Sudamerica, Africa, Europa

Ma ci sono anche il Complejo Cultural Machu Picchu in Perù, letteralmente incastrato tra piccoli palazzotti a loro volta incastonati tra le altissime vette di quel territorio; il campo della Medina a Chefchaouen in Marocco, un’area brulla con vista sulla meravigliosa città vecchia; il Siaka Stevens National Stadium di Freetown in Sierra Leone, Africa, dove alcuni coraggiosi hanno ricavato tra centinaia di abitazioni una piccola zona libera tracciando le linee di un campo più simile a un quadrato irregolare che a un rettangolo.

In Croazia c’è uno stadio con una tribuna e una mezza curva, perché il resto è formato solo da roccia e più giù, a qualche decina di metri, c’è il lago Blu alla fine dello strapiombo; alle isole Faroe ecco il campo A Molini, il più settentrionale, costruito nel 2014, chiuso su un lato dal burrascoso mare del Nord, su un altro da una laguna e sul resto dal roccia e licheni.

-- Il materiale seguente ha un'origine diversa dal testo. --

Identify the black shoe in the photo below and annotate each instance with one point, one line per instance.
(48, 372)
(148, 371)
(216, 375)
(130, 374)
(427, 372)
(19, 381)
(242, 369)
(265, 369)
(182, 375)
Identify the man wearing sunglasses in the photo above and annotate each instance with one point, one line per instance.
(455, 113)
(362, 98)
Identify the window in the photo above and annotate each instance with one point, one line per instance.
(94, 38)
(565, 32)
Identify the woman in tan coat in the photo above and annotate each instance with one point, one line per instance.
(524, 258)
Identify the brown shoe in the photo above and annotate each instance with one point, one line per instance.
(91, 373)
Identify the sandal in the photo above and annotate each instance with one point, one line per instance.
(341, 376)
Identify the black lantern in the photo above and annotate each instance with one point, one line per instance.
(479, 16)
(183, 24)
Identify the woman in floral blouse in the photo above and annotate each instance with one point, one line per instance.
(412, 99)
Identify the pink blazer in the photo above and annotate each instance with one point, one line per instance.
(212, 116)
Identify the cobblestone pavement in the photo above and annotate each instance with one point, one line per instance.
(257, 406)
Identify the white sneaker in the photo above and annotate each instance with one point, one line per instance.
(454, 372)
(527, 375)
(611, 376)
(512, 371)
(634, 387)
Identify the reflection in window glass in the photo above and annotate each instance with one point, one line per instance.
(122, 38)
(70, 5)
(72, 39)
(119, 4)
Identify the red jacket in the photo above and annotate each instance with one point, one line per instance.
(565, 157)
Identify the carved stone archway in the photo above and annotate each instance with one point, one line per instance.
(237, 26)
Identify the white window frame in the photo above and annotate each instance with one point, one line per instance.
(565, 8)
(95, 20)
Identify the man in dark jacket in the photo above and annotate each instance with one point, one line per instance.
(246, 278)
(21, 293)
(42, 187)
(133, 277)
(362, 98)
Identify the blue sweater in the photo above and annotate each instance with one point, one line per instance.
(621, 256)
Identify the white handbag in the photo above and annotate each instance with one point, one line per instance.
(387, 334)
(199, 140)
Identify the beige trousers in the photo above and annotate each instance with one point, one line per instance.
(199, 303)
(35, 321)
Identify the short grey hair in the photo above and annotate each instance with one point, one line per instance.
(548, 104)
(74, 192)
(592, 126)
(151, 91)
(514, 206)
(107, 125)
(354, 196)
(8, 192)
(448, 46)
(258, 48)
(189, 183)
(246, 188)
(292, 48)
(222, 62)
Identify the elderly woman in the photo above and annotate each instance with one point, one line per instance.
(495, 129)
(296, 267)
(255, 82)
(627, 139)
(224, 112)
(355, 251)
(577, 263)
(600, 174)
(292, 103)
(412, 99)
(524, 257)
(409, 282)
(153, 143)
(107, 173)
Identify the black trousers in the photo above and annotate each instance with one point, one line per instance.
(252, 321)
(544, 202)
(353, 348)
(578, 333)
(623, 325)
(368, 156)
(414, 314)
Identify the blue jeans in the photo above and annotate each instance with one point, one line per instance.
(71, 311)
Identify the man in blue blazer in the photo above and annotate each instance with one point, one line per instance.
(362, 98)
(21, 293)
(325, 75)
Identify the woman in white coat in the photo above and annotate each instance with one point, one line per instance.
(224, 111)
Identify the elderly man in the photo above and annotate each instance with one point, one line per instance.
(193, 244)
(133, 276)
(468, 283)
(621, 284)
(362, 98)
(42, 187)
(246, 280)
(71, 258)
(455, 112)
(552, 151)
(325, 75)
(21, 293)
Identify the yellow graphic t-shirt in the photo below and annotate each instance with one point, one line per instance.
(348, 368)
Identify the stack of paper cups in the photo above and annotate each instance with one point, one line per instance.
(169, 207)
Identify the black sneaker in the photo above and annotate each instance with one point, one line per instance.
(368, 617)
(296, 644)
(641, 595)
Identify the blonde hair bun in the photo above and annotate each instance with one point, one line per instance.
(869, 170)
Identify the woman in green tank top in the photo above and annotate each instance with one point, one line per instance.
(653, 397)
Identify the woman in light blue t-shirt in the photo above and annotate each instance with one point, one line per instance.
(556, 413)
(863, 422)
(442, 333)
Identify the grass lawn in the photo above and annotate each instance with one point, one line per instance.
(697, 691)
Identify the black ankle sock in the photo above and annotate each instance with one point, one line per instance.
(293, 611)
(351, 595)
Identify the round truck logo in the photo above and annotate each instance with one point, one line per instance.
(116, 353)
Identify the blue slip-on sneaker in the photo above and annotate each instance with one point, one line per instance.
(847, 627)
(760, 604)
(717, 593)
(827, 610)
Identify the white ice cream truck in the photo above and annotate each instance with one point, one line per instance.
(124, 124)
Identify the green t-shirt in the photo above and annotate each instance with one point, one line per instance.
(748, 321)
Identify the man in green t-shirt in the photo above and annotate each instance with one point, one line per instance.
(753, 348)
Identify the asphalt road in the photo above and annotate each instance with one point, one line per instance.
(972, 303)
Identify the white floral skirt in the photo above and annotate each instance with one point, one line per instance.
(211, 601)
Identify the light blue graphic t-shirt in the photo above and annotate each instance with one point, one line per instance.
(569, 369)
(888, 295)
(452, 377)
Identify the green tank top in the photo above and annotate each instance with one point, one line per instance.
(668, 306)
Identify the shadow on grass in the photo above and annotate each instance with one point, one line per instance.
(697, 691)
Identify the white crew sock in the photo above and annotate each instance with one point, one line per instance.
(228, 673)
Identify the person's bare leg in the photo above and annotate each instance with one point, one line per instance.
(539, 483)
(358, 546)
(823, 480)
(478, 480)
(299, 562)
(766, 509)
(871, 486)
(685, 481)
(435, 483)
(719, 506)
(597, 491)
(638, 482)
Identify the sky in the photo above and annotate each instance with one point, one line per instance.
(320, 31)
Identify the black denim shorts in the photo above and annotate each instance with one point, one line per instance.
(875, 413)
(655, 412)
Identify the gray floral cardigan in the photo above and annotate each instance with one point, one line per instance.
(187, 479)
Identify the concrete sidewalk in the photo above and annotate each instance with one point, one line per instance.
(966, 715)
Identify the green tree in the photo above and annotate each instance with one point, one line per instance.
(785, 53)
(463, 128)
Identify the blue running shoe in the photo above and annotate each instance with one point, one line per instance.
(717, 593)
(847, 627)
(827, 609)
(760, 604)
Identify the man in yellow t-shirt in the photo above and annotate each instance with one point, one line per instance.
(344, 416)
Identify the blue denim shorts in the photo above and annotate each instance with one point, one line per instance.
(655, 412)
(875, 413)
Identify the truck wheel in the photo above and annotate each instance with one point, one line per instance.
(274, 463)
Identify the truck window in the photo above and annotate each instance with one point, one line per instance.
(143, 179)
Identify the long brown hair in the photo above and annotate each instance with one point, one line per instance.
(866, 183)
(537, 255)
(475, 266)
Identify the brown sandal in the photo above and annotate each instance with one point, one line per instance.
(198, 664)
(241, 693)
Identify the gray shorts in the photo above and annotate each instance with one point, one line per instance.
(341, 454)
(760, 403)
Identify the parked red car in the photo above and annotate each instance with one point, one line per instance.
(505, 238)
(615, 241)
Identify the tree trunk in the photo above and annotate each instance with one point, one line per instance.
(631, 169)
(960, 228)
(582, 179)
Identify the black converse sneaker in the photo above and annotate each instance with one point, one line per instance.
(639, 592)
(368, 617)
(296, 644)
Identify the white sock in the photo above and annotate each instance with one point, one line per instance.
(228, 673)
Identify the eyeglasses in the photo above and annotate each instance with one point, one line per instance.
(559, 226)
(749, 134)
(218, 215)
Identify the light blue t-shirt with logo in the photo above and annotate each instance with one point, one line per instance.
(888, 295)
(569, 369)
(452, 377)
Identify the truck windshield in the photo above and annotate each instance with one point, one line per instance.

Il campo è abbandonato dal 2007, vi giocava l’EB/Streymur; esiste l’incredibile Henningsvaer Stadion delle Isole Lofoten in Norvegia, all’estrema propaggine di questo arcipelago oltre il circolo polare artico meta turistica tra le più frequentate; e il Meshchersky Park di Mosca totalmente immerso tra gli alberi alla periferia della metropoli.

Ne esistono molti, molti altri. Ma elencarli tutti sarebbe impossibile. Come far comprendere l’enorme passione planetaria per questo sport.